One Tree Hill taught me: Never get married at 16, never shoot your brother, and never hire a hot nanny.
The Office taught me: Sometimes our superiors are inferior and we just have to deal with it.
One Big Happy Family taught me: It’s possible to be fat and happy, as long as you don’t mind breaking a chair on national television.
Teen Mom taught me: Use condoms. DUH.
The OC taught me: To give Jewish boys a chance.
Lost taught me: When you encounter a hatch, creepy cabin, or force field, do not go inside.
Friday Night Lights taught me: Explosions In The Sky always sets the mood… for football games, and for, uh, other things as well.
The Bachelor taught me: Pretty girls are crazy.

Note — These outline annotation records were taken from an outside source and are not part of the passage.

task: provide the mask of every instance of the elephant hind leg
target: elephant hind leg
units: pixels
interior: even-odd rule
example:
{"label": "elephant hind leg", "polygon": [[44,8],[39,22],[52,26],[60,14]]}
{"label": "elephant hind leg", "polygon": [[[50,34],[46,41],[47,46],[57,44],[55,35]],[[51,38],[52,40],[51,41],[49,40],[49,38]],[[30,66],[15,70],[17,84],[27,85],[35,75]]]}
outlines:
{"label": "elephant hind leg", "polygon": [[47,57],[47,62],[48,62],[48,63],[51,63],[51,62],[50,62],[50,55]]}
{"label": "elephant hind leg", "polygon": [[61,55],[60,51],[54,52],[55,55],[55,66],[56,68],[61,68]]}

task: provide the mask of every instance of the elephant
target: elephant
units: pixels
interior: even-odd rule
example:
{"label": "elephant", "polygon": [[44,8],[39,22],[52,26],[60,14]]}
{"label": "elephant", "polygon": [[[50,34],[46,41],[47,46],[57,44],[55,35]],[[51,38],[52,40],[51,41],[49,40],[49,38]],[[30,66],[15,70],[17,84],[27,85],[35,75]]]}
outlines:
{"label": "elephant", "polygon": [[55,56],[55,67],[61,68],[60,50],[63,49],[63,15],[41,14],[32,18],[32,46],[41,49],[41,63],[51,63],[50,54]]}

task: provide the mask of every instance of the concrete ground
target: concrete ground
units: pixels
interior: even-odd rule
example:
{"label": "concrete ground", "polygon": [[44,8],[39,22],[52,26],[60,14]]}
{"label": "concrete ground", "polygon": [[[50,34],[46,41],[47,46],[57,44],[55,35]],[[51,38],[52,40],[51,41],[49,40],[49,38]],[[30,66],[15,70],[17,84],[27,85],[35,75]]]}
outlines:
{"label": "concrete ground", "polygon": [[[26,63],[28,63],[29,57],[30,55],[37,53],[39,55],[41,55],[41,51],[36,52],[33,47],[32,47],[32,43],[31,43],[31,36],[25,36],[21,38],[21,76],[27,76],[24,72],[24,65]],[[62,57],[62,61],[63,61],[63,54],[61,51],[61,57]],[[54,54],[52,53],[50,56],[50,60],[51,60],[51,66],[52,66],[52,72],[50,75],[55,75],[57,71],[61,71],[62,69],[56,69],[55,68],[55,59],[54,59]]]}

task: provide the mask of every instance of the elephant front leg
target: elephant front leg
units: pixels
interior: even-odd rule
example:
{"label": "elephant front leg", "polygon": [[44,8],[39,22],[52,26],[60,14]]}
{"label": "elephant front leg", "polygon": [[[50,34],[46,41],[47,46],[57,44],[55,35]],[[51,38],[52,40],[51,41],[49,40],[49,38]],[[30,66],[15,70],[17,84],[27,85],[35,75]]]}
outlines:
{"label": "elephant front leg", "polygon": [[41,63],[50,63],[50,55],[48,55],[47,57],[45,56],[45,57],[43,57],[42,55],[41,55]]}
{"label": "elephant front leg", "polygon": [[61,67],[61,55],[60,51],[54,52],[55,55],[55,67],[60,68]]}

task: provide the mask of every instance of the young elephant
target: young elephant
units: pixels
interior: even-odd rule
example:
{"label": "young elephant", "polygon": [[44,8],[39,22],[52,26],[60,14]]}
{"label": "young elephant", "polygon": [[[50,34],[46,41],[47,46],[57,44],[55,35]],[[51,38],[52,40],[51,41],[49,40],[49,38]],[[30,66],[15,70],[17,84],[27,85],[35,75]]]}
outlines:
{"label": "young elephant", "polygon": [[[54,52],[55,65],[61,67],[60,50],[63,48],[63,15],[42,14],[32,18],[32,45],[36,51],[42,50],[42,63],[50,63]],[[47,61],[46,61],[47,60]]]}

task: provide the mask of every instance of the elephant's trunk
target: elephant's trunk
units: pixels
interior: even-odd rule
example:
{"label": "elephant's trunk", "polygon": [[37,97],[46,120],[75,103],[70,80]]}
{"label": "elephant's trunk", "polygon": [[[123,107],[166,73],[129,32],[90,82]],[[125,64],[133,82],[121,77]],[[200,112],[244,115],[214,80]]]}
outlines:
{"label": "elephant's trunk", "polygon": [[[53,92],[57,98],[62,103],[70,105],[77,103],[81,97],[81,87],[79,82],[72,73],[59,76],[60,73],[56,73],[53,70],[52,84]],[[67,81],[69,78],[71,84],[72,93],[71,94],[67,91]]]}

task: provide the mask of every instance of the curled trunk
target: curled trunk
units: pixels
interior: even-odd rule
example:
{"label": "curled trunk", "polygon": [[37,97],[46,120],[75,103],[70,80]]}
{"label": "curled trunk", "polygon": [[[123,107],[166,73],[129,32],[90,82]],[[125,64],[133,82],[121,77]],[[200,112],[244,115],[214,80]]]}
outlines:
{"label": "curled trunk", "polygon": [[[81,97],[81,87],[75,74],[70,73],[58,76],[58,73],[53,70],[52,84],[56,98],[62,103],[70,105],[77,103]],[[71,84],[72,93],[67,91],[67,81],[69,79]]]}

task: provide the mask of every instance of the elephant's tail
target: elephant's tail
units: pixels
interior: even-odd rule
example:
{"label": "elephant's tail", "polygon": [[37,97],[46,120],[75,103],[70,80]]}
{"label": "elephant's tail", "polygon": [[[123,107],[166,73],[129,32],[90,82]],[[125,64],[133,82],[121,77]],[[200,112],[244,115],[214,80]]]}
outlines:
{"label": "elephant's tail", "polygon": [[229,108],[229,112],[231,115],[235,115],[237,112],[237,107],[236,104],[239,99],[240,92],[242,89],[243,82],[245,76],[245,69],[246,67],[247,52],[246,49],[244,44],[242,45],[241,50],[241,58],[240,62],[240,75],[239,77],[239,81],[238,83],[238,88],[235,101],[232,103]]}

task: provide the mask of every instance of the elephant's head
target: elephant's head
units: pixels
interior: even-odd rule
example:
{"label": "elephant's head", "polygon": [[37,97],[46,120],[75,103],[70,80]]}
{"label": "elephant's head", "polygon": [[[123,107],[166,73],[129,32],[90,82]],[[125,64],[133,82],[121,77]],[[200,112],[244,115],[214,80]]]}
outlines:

Desperate Housewives taught me: No one is off limits; not even your plumber, ex-husband, or neighbor.
How I Met Your Mother taught me: Awesome X Awesome = Awesome Squared.
The Late Late Show with Craig Ferguson taught me: Things always sound dirtier when you say them in a British accent. “Would you like a banana?” (See??)
Late Show with David Letterman taught me: Never sleep with someone you work with… unless you’re a late night talk show host.
The Tonight Show with Conan O’Brien taught me: NBC sucks.
Real World taught me: Being a stereotype will actually get you far in life. If being on a reality show is considered “far.”
Friends taught me: “We were on a break” is not a valid excuse for anything.
Thank you, cable television, for guiding me through life. I don’t know where I’d be without you. And after watching Lost, I don’t even want to think about it.